Prerequisites: Machine Learning, PyTorch, TensorFlow
Faculty: Vatsal Sharan
Project Description: The student will explore foundational questions regarding machine learning, using a combination of systematic experiments and theoretical analysis. Both students interested in performing systematic experiments to tease out phenomenon in practice, and those interested in using theoretical tools to prove novel guarantees are welcome. The exact questions and their scope is broad, but the following are some potential options: 1. Understanding deep learning: One particular question of interest here is to understand why neural networks generalize despite having the capacity to overfit. We've been exploring what role the data itself has to play in this mystery, exploring connections to the amazing self-supervised learning capability of neural networks in the process. 2. Data augmentation and amplification: In some recent work ("Sample Amplification"), we showed that it is often possible to generate new samples from a distribution without even learning it.

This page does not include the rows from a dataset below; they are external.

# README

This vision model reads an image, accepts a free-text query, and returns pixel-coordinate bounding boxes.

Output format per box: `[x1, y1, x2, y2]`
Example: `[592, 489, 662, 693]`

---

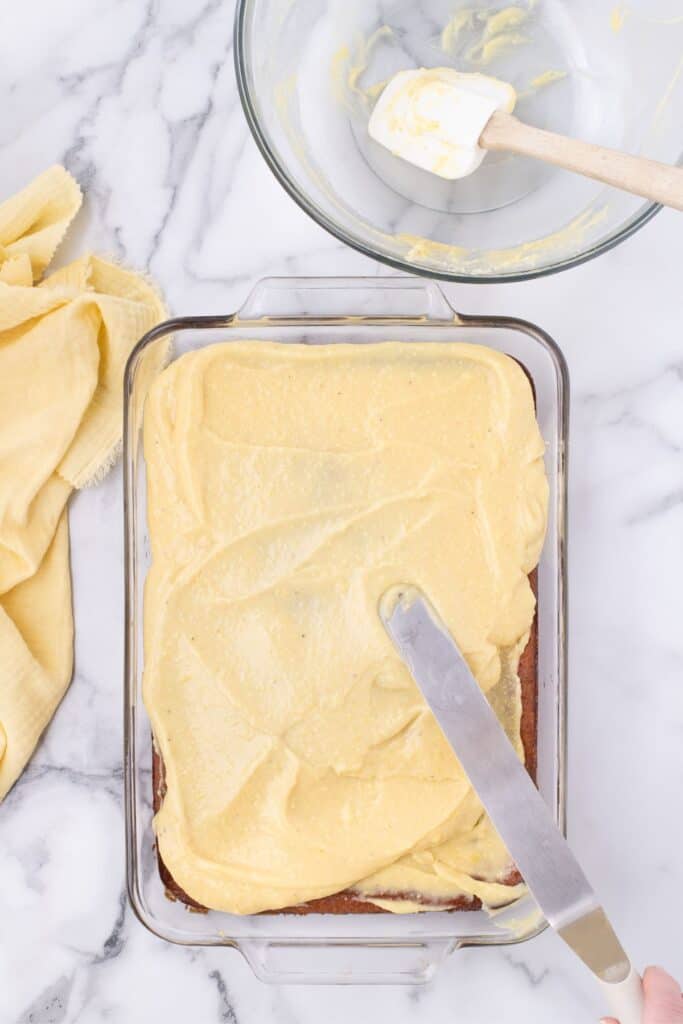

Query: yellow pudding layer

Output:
[143, 341, 548, 913]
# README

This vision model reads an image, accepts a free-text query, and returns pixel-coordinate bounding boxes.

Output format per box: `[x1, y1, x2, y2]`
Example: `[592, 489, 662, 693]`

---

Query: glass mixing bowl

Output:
[236, 0, 683, 282]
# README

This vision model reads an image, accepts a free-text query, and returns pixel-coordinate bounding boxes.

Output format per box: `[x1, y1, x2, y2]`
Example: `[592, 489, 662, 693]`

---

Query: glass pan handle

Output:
[236, 276, 458, 324]
[238, 938, 458, 985]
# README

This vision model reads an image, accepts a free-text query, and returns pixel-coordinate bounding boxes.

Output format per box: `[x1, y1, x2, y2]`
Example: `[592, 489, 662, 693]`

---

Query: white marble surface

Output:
[0, 0, 683, 1024]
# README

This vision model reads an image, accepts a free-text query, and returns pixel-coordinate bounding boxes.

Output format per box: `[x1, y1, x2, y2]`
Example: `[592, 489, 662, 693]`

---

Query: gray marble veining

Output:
[0, 0, 683, 1024]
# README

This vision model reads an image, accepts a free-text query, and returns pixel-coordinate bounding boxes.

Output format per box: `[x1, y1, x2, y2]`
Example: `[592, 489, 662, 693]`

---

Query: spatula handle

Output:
[479, 111, 683, 210]
[600, 968, 643, 1024]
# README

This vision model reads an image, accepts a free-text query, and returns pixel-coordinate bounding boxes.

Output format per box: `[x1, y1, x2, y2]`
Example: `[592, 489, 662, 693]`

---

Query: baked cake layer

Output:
[144, 342, 547, 913]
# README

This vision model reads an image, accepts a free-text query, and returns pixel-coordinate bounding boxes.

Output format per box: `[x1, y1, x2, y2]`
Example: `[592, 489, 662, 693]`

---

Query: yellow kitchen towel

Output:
[0, 167, 165, 800]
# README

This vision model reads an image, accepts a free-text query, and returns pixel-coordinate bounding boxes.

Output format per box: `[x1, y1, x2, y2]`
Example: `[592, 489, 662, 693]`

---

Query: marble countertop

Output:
[0, 0, 683, 1024]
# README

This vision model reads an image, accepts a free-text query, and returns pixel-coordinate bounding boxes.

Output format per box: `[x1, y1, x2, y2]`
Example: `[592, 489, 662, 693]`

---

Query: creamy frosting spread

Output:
[144, 341, 547, 913]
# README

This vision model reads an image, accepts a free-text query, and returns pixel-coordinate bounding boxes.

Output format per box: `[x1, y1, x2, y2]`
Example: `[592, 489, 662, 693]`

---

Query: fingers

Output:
[643, 967, 683, 1024]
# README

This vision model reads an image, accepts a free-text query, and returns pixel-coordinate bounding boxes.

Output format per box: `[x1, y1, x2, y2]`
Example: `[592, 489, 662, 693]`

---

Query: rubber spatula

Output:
[479, 111, 683, 210]
[380, 586, 643, 1024]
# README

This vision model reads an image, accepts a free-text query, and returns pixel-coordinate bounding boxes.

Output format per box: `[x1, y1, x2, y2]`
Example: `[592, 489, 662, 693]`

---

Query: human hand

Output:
[602, 967, 683, 1024]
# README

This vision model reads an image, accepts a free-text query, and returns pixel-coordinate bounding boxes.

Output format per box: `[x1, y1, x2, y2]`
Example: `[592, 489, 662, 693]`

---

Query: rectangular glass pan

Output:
[124, 278, 568, 984]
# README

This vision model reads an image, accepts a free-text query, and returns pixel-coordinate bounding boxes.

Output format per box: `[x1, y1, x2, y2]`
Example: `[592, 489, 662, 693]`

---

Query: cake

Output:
[143, 341, 547, 913]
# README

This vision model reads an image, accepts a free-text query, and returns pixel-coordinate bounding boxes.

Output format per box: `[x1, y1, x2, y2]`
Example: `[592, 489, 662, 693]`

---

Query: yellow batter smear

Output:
[394, 204, 609, 274]
[440, 7, 477, 53]
[144, 341, 548, 913]
[529, 70, 567, 92]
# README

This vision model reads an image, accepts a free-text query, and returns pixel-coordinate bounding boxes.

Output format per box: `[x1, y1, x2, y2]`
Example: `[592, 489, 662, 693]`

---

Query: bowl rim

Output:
[233, 0, 661, 285]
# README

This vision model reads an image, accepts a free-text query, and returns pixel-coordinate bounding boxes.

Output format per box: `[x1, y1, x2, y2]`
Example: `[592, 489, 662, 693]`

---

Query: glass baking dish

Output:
[124, 278, 568, 984]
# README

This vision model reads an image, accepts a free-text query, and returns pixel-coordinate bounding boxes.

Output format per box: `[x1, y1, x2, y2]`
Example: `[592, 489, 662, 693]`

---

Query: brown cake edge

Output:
[152, 569, 539, 915]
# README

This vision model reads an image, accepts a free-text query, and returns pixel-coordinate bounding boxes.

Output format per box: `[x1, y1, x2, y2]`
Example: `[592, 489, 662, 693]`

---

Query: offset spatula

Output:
[380, 586, 643, 1024]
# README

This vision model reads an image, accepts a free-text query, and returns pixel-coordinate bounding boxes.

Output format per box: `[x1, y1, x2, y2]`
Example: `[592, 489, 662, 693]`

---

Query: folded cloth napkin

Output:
[0, 167, 165, 800]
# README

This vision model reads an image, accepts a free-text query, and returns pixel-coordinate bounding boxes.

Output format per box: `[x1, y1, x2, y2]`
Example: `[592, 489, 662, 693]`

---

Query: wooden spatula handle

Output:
[479, 112, 683, 210]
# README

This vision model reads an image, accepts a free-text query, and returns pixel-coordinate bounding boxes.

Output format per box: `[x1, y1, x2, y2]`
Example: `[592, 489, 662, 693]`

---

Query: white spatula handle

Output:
[600, 968, 643, 1024]
[479, 111, 683, 210]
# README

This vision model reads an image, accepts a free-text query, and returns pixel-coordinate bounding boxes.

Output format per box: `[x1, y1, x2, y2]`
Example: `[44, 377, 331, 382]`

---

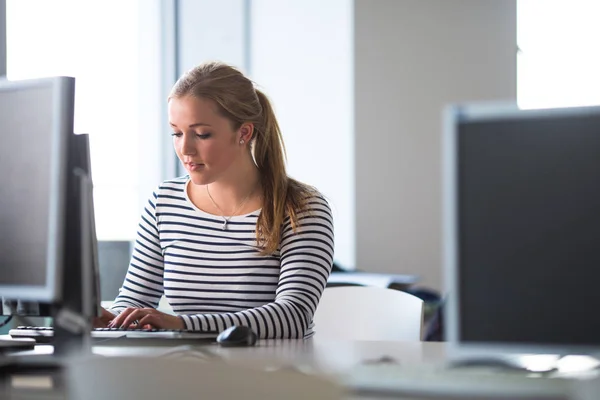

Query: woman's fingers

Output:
[108, 307, 139, 328]
[118, 308, 148, 328]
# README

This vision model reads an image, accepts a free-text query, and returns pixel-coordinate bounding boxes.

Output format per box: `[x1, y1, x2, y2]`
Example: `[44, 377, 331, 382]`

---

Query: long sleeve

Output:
[110, 192, 164, 314]
[181, 197, 334, 339]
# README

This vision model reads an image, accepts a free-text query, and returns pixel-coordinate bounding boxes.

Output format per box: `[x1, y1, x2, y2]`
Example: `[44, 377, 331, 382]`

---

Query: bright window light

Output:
[6, 0, 140, 240]
[517, 0, 600, 108]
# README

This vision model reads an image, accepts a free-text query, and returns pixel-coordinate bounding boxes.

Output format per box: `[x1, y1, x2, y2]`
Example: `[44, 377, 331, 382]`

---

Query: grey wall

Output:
[0, 0, 6, 76]
[354, 0, 516, 288]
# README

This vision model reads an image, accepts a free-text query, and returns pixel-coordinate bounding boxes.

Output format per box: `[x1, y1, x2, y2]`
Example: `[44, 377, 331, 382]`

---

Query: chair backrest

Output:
[313, 286, 423, 341]
[67, 357, 343, 400]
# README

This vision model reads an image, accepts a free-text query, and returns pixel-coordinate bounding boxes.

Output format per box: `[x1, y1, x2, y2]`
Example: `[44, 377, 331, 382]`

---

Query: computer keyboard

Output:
[8, 326, 218, 343]
[341, 363, 571, 399]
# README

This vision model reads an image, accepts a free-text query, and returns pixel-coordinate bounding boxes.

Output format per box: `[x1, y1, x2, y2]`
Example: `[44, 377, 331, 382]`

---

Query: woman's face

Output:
[169, 96, 243, 185]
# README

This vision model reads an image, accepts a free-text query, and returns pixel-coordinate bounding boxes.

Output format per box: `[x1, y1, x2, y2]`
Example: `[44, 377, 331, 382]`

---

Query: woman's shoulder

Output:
[291, 180, 331, 219]
[155, 175, 189, 195]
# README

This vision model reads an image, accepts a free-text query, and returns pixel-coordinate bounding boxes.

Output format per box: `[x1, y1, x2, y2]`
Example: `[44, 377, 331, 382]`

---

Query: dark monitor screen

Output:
[454, 104, 600, 347]
[0, 77, 74, 301]
[0, 85, 53, 286]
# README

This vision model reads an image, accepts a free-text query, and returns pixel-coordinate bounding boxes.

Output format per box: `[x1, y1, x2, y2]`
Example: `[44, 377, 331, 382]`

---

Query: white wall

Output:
[354, 0, 516, 288]
[250, 0, 355, 268]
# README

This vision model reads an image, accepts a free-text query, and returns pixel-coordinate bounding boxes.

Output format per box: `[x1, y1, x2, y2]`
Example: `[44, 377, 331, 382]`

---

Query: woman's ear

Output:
[239, 122, 254, 144]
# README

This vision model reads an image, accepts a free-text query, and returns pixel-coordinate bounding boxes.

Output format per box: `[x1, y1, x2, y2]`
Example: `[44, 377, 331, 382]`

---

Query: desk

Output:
[0, 339, 446, 400]
[327, 272, 419, 290]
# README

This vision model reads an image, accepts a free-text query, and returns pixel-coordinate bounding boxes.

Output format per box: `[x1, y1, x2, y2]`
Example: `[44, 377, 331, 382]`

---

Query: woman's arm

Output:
[110, 192, 164, 314]
[180, 197, 334, 339]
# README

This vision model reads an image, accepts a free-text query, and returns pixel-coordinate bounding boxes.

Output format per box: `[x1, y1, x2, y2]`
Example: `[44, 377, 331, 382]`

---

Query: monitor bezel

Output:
[442, 101, 600, 359]
[0, 76, 75, 303]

We will explore how this ties into various data augmentation techniques, and develop new frameworks to increase dataset size. 3. Fairness and robustness: We will explore how to train models which are robust in many ways, such as to changes in the data distribution, or to do well on minority sub-populations (and not just on average over the entire data). 4. Computational-statistical tradeoffs: This is a more theoretical direction, to understand when computational efficiency might be at odds with statistical requirements (the data needed to learn). Recent work has opened by much uncharted territory, particularly with respect to the role of memory in learning, which we will explore.
Related Background: Some basic understanding of machine learning would be very helpful for certain projects.
Prerequisites: Familiarity with probability, linear algebra, calculus, and analysis of algorithms.